Keempat, mengonfirmasi politik demokrasi itu berasas sekularisme, yaitu memisahkan agama dari kehidupan. Fakta ini juga menunjukkan demokrasi tidak berasal dari Islam bahkan ini ide asing di luar Islam. 


  Karenanya, langkah pelarangan politik praktis yang dianggap menimbulkan keresahan di tengah umat bisa jadi langkah bagus. Terkadang politisi itu mau suaranya, tapi tak mau syariah-Nya. Giliran berjanji di depan umat seperti sebuah impian yang akan menjadi kenyataan. Giliran sudah jadi dan ditagih janji, mencla-mencle memutar cara untuk menjawab secara bijaksana.
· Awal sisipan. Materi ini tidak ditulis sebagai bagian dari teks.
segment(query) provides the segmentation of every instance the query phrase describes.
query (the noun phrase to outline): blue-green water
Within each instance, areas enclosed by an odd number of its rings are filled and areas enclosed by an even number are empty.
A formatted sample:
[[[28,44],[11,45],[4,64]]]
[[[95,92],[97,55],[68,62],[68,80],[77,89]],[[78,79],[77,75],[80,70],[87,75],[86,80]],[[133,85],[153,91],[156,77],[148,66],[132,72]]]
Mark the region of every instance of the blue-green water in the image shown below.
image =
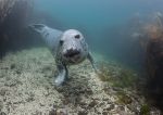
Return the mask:
[[[78,29],[91,51],[133,66],[139,66],[143,55],[133,46],[133,38],[124,36],[127,35],[124,29],[137,15],[148,17],[163,11],[162,4],[162,0],[35,0],[34,3],[35,11],[53,18],[40,23],[62,30]]]

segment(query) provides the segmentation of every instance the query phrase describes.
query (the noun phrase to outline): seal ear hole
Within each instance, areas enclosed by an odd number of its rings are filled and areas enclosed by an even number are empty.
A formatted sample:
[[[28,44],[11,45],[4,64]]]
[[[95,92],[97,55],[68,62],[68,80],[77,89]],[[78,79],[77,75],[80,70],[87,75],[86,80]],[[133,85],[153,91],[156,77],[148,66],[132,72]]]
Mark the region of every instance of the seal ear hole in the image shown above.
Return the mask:
[[[63,42],[64,42],[63,40],[60,40],[60,46],[63,46]]]
[[[75,35],[75,38],[76,38],[76,39],[79,39],[79,38],[80,38],[80,36],[79,36],[79,35]]]

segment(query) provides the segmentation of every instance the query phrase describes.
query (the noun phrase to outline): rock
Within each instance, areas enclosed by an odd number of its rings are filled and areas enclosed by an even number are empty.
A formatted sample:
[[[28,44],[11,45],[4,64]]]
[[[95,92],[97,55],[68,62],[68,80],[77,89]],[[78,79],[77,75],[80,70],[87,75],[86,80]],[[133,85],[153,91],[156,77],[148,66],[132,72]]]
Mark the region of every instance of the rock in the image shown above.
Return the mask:
[[[99,102],[97,100],[92,100],[90,103],[89,103],[89,107],[95,107]]]
[[[87,115],[88,113],[86,111],[79,111],[77,115]]]
[[[10,65],[10,68],[11,68],[11,69],[14,69],[15,67],[16,67],[15,64],[11,64],[11,65]]]
[[[7,115],[4,112],[0,112],[0,115]]]

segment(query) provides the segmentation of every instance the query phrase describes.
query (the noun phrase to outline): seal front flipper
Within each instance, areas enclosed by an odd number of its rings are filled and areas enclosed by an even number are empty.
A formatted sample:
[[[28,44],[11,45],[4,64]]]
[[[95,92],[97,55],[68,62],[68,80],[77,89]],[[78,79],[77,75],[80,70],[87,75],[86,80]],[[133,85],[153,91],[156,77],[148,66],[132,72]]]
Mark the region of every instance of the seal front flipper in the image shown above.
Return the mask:
[[[58,76],[54,82],[55,82],[55,86],[61,86],[67,79],[68,72],[65,65],[58,64],[57,67],[58,67]]]
[[[96,73],[98,73],[97,66],[95,64],[95,60],[92,58],[92,54],[90,52],[88,52],[87,59],[90,61],[92,68],[95,69]]]
[[[37,33],[41,33],[42,28],[46,27],[43,24],[32,24],[28,26],[32,30],[36,30]]]

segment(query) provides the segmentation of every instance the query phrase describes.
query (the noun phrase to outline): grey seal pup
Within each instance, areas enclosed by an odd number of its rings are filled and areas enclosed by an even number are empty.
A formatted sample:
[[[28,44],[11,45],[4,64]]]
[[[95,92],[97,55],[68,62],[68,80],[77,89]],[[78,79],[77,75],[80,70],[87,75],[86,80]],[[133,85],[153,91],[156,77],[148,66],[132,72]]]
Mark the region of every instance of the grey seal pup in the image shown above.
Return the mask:
[[[37,31],[49,47],[55,59],[58,76],[55,85],[61,86],[68,78],[67,65],[74,65],[88,59],[97,72],[95,61],[83,34],[76,29],[61,31],[43,24],[33,24],[29,28]]]

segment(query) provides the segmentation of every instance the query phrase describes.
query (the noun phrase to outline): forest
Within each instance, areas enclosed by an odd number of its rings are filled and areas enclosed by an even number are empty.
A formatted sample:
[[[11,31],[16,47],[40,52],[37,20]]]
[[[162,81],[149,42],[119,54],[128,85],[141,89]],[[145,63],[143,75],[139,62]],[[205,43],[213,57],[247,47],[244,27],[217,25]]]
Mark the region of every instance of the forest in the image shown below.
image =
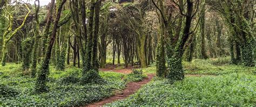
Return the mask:
[[[255,106],[254,0],[1,0],[0,106]]]

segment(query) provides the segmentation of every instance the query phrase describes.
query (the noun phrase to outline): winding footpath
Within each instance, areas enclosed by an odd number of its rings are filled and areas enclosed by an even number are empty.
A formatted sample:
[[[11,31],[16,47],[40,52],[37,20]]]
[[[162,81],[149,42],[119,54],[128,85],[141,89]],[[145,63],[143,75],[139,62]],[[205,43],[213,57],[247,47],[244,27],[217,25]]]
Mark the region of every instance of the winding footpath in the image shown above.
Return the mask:
[[[102,71],[109,72],[111,71],[117,73],[121,73],[123,74],[129,74],[132,72],[131,68],[126,69],[122,69],[120,70],[115,70],[111,68],[102,69]],[[152,79],[154,76],[154,74],[147,74],[147,77],[142,81],[138,82],[130,82],[126,84],[125,89],[121,91],[116,91],[114,95],[104,99],[97,102],[86,105],[85,106],[94,107],[94,106],[102,106],[104,105],[111,103],[118,99],[125,99],[130,95],[134,94],[138,90],[139,90],[142,85],[149,83]]]

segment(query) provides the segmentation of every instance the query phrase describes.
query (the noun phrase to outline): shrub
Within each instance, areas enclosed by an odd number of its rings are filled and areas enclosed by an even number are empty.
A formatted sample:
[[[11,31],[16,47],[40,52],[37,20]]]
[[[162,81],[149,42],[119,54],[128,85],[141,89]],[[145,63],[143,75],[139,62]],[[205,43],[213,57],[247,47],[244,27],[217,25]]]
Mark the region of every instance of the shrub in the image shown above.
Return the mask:
[[[110,106],[253,106],[255,75],[235,73],[218,76],[190,77],[170,83],[154,79],[125,99]]]
[[[102,83],[105,82],[99,75],[99,72],[95,70],[90,70],[87,72],[80,80],[81,84]]]
[[[139,82],[142,81],[147,76],[143,74],[142,69],[132,69],[132,73],[127,74],[124,76],[124,80],[126,82]]]
[[[8,85],[0,84],[0,96],[2,96],[5,97],[14,97],[18,94],[16,90]]]
[[[62,84],[77,83],[79,81],[79,78],[77,72],[71,73],[59,80]]]

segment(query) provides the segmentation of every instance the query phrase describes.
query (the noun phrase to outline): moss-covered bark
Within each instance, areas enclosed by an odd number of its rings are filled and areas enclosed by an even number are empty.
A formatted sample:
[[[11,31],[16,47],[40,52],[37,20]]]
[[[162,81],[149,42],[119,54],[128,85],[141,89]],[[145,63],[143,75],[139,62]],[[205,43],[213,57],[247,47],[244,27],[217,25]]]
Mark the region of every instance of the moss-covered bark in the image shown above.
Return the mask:
[[[55,1],[53,1],[52,2],[54,3]],[[56,17],[55,20],[55,23],[52,30],[52,34],[49,45],[48,45],[46,54],[42,62],[42,65],[38,72],[36,82],[35,91],[38,93],[45,92],[48,90],[46,82],[47,76],[49,73],[49,61],[51,58],[51,50],[54,41],[55,41],[58,23],[60,18],[62,9],[63,5],[66,2],[66,0],[63,0],[57,9]]]

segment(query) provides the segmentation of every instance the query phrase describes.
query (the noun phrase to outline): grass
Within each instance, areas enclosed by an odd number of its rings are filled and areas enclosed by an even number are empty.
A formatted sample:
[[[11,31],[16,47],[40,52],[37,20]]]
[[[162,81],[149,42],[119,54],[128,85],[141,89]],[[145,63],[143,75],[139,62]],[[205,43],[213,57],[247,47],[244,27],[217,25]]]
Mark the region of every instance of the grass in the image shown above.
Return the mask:
[[[104,83],[82,85],[78,83],[79,79],[74,78],[82,76],[80,69],[71,67],[63,72],[51,67],[47,83],[50,91],[35,94],[35,79],[24,75],[19,67],[8,63],[0,67],[0,106],[85,105],[113,95],[114,90],[122,90],[126,84],[121,79],[124,74],[100,72]]]
[[[204,76],[186,76],[175,82],[155,77],[127,98],[105,106],[255,106],[255,68],[231,65],[228,59],[184,62],[186,74]],[[154,73],[155,69],[152,66],[143,72]]]
[[[185,74],[219,75],[233,73],[256,73],[255,67],[230,65],[230,58],[220,58],[207,60],[196,59],[183,62]],[[143,69],[145,73],[156,73],[155,64]]]
[[[236,74],[190,77],[172,83],[155,78],[128,98],[106,106],[233,105],[256,104],[256,76]]]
  Seyognyanya, umat Islam juga perlu edukasi politik yang benar. Inilah momentum siapapun yang ingin membawa rakyat dan umat ini menuju kemaslahatan bersama. Nah, edukasi yang sahih ini juga perlu dilaksanakan di masjid atau pertemuan akbar. Bahan edukasinya berupa Islam dan relasinya dengan negara, politik kenegaraan dalam Islam, kriteria pemimpin dalam Islam, hingga negara Islam yang sesuai dengan al-quran dan sunnah.


Politik Islam


  Politik ideologis yang berbasi dari Islam berfikir ke arah depan dan berkemajuan. Politik yang akan memecahkan problem dari hal yang paling mendasar dengan landasan aqidah Islam. Sebuah gagasan politik yang meneladani nabi Muhammad SAW sebagai suri tauladan dalam politik dan pemerintahan. Inilah kehebatan Islam yang komperhensif termasuk mengatur politik. Maka membahas politik dari sudut pandang Islam yang ideologis bisa menjadi perkara wajib di masjid dan dalam pengajian publik.
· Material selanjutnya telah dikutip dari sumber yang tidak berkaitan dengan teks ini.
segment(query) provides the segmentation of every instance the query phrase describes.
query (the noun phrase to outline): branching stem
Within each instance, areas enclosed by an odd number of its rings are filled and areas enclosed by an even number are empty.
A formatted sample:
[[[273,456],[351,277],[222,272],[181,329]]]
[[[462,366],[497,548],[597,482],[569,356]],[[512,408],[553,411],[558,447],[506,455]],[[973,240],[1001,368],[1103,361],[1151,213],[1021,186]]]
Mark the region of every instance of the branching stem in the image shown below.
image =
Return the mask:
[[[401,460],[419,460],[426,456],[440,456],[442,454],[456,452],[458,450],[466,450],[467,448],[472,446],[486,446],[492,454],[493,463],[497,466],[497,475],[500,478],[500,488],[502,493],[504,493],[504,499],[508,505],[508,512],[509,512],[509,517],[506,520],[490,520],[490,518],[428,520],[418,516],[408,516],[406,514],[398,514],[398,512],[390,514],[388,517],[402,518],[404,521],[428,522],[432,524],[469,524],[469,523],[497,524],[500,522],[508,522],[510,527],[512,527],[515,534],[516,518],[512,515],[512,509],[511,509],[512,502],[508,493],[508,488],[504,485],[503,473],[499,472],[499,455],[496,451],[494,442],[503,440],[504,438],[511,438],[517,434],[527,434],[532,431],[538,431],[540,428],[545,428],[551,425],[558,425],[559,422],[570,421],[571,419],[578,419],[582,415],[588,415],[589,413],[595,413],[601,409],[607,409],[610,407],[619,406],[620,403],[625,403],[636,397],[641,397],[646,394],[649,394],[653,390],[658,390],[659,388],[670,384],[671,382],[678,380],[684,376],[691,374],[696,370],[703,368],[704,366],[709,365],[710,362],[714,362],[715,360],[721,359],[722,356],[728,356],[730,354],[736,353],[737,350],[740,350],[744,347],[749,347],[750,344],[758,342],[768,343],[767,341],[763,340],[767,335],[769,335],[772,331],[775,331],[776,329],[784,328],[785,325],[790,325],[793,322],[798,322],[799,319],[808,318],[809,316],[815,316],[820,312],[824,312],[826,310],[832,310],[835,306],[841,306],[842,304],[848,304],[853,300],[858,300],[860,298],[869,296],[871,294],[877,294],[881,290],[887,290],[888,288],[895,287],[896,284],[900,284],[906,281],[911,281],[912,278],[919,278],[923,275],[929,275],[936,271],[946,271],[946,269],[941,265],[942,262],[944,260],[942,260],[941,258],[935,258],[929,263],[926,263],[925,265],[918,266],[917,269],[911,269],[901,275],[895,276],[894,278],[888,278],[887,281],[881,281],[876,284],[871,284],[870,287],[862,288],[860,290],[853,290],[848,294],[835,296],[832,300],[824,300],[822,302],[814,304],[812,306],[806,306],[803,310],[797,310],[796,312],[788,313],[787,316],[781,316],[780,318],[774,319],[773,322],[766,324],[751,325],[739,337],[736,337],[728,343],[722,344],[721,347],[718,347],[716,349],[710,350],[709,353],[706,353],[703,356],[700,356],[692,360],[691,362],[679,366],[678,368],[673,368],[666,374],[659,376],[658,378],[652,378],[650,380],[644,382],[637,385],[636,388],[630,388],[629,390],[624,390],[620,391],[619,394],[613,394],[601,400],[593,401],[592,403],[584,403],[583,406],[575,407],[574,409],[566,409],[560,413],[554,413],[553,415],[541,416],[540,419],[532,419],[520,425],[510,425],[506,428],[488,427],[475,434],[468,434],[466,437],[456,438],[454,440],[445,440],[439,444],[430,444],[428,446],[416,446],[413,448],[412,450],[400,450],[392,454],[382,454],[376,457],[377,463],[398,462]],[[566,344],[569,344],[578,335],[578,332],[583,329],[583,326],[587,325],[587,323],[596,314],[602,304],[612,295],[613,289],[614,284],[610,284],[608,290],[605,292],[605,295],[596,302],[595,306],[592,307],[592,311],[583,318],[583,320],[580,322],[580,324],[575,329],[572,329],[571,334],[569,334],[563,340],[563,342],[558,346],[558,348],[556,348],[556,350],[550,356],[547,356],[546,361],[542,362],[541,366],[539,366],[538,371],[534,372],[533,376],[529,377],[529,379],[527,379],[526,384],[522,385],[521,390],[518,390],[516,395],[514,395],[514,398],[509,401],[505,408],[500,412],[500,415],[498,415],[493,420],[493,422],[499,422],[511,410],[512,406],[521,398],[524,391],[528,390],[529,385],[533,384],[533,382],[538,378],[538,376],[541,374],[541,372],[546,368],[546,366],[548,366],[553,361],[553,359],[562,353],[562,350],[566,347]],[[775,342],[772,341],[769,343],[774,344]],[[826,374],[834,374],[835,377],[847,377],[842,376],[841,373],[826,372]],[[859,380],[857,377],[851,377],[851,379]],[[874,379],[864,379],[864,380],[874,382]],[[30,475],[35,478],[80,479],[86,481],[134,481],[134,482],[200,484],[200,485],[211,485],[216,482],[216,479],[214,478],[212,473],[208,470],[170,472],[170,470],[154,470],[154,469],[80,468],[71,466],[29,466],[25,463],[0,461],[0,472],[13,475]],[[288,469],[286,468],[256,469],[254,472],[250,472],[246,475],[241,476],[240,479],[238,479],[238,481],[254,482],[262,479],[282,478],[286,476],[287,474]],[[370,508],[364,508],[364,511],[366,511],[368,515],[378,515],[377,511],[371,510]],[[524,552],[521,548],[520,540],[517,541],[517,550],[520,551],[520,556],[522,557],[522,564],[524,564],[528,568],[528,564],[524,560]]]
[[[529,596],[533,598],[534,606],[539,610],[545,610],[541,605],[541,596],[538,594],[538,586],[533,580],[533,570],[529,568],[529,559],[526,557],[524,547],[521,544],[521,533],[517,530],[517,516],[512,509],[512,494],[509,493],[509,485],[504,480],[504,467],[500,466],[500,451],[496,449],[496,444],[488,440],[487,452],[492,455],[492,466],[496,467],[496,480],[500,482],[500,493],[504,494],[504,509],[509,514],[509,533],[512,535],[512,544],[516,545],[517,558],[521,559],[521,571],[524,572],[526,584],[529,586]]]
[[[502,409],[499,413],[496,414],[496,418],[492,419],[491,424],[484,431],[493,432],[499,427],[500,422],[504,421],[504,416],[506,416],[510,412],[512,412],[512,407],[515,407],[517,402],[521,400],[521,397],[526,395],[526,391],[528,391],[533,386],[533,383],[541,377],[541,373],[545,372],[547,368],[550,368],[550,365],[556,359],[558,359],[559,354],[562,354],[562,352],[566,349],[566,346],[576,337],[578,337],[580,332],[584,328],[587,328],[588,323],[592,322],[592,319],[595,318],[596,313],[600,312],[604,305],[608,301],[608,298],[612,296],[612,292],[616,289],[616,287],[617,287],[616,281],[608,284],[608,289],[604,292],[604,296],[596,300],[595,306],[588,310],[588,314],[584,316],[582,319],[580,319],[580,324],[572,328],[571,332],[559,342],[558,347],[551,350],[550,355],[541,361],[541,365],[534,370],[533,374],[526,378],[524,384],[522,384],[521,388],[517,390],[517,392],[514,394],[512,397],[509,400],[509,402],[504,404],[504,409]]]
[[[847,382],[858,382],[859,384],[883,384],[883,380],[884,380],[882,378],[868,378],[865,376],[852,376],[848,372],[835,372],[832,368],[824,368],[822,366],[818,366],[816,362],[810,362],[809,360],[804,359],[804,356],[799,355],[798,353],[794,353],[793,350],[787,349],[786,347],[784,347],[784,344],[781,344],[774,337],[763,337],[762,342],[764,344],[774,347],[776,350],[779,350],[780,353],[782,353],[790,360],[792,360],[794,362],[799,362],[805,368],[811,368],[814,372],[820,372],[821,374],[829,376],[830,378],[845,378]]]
  Politik dalam Islam sangat unik, karena bermakna mengurusi urusan umat dengan syariah baik dalam negeri maupun luar negeri. Serta kepentingannya menjaga agama dan mengurusi rakyatnya. Hal ini kontradiktif dengan politik praktis demokrasi yang mengabaikan syariah dan menghalalkan cara untuk mendapatkan kekuasaan.


  Siapapun yang mengkaji politik Islam akan menemukan kepemimpinan yang berlandaskan ketaqwaan dan ketaatan. Seorang pemimpin tidak akan tunduk pada kepentingan asing dan oligarki. Pemimpin yang hati dan pikirannya bersama rakyat. Kehadirannya dirindu dan didoakan rakyat karena mengemban amanah yang berat. Pemimpin bersatunya kata dan perbuatan, karena pertanggungjawabannya tidak hanya kepada manusia tapi juga kepada Allah SWT.


  Gambaran politik Islam akan tercermin dalam penerapan syariah kaffah dalam kehidupan. Sebab Islam merupakan seperangkat aturan yang mengatur urusan aqidah dengan ibadah, manusia dengan dirinya sendiri, hingga urusan pengaturan rakyat (meliputi hukum, ekonomi, politik, pendidikan, kesehatan, dan lainnya). Kalau politik praktis hanya demi kepentingan pragmatis, maka politik Islam yang ideologis demi kepentingan rakyat yang ujungnya manis.


  Insya Allah dengan gambaran politik Islam yang benar. Kemudian digali dari dalil yang kuat dari sumber hukum Islam dan kitab-kitab ulama. Hal ini akan menjadikan politik Islam dirindukan rakyat. Tidak hanya umat Islam yang berharap, tapi juga umat yang lain. Karena terkait politik menyangkut pengaturan kehidupan publik yang di dalamnya ada muslim dan non muslim. Inilah keindahan Islam yang akan bisa dirasakan oleh semuanya. Inilah wujud Islam rahmatan lil ‘alamin. Siapa di antara Anda yang siap menjadi edukator politik Islam?